I'm am currently developing a C# library that uses HTTP requets and a webBrowser control. My library is used in a WinDev program and creates a direct link between the WinDev application and a web plateform (agenda.ch). I needed to use a bit of WebScraping so first started off using the HtmlAgilityPack and that worked just fine, but when running my library on WinDev, the library suddenly stops when the HtmlAgilityPack HtmlDocument is instantiated... I then decided to remove the HtmlAgilityPack and use the System.Windows.Forms HtmlElement class directly in order to retrieve the wanted information.
This is where I get my problem : When using a foreach loop to check each HtmlElement in the document, I can only use the GetAttribute() function in order to check it's class value. But for some reason the value returned is allways empty. I did many different tests and none of them are giving a logic response, that's why I turned to StackOverflow. I tried using another attribute name such as id and that worked fine. I just can't understand why the class attribute value can't be recovered.
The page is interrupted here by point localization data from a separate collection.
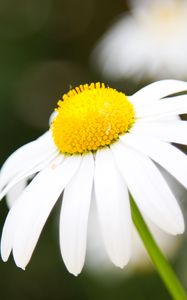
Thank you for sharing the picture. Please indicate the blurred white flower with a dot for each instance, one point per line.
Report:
(149, 43)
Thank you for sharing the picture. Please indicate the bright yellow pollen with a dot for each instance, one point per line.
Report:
(90, 117)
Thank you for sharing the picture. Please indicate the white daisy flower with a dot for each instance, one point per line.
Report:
(101, 144)
(149, 42)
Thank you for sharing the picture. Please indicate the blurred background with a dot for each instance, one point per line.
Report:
(46, 47)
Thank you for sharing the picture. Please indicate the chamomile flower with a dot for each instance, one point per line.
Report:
(147, 43)
(101, 145)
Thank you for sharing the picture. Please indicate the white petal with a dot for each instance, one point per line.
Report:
(149, 189)
(165, 107)
(15, 192)
(74, 216)
(168, 156)
(26, 157)
(171, 131)
(28, 216)
(158, 90)
(114, 209)
(25, 174)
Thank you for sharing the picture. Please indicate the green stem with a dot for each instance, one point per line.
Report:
(163, 267)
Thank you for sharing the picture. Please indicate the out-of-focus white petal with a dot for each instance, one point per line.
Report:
(27, 217)
(149, 189)
(158, 90)
(74, 216)
(26, 157)
(171, 131)
(113, 207)
(29, 172)
(15, 192)
(168, 156)
(164, 107)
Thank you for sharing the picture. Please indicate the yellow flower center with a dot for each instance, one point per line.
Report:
(90, 117)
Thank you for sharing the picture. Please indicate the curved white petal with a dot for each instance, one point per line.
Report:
(113, 207)
(168, 156)
(149, 189)
(171, 131)
(26, 157)
(15, 192)
(25, 174)
(27, 217)
(158, 90)
(74, 216)
(164, 107)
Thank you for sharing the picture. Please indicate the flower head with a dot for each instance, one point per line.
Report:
(101, 145)
(149, 42)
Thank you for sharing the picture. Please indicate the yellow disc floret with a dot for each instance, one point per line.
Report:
(90, 117)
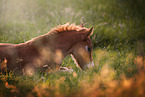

private void RecoverClients(HtmlDocument source)
{
HtmlDocument doc = source;
HtmlElementCollection clientSection = doc.GetElementsByTagName("DIV");
HtmlElement clients;
foreach (HtmlElement element in clientSection)
{
// Tests
var test = element.GetAttribute("class"); // Always empty
var test2 = element.GetAttribute("id"); // When has id attribute, works
if (element.GetAttribute("class") == "customer_list") // The code I use
{
clients = element;
break;
}
}
This is a portion of the HTML code that is recovered by the WebBrowser and sent to the RecoverClients function.
<DIV class="customer_list">
<UL>
<LI data-id="xxxx"><
A href="#customers/xxxx" data-action="show">
<STRONG>ClientName</STRONG>ClientSirName<BR><SMALL>[email protected]</SMALL>
</A>
</LI>
<LI data-id="xxxx"><
A href="#customers/xxxx" data-action="show">
<STRONG>ClientName</STRONG>ClientSirName<BR><SMALL>[email protected]</SMALL>
</A>
</LI>
</UL>
</DIV>
Please let me know if you have already run into this kind of problem or if I'm not using the proper technique to recover an HtmlElement with its class name.
Please note that I can't use the HtmlAgilityPack, worked fine before, but causes problems once the library is implemented in WinDev...
After struggling with the same problem, my trial-and-error suggests that while GetAttribute("class") will sometimes return the value of the class attribute, GetAttribute("className") will always do so, so try using that instead.
I know this answer is likely rather outdated, but I just struggled with the same issue for quite some time before stumbling upon this solution. This odd and unpredictable behavior does not seem to be well documented by Microsoft, so hopefully anyone who encounters a similar problem will find this answer helpful in the future.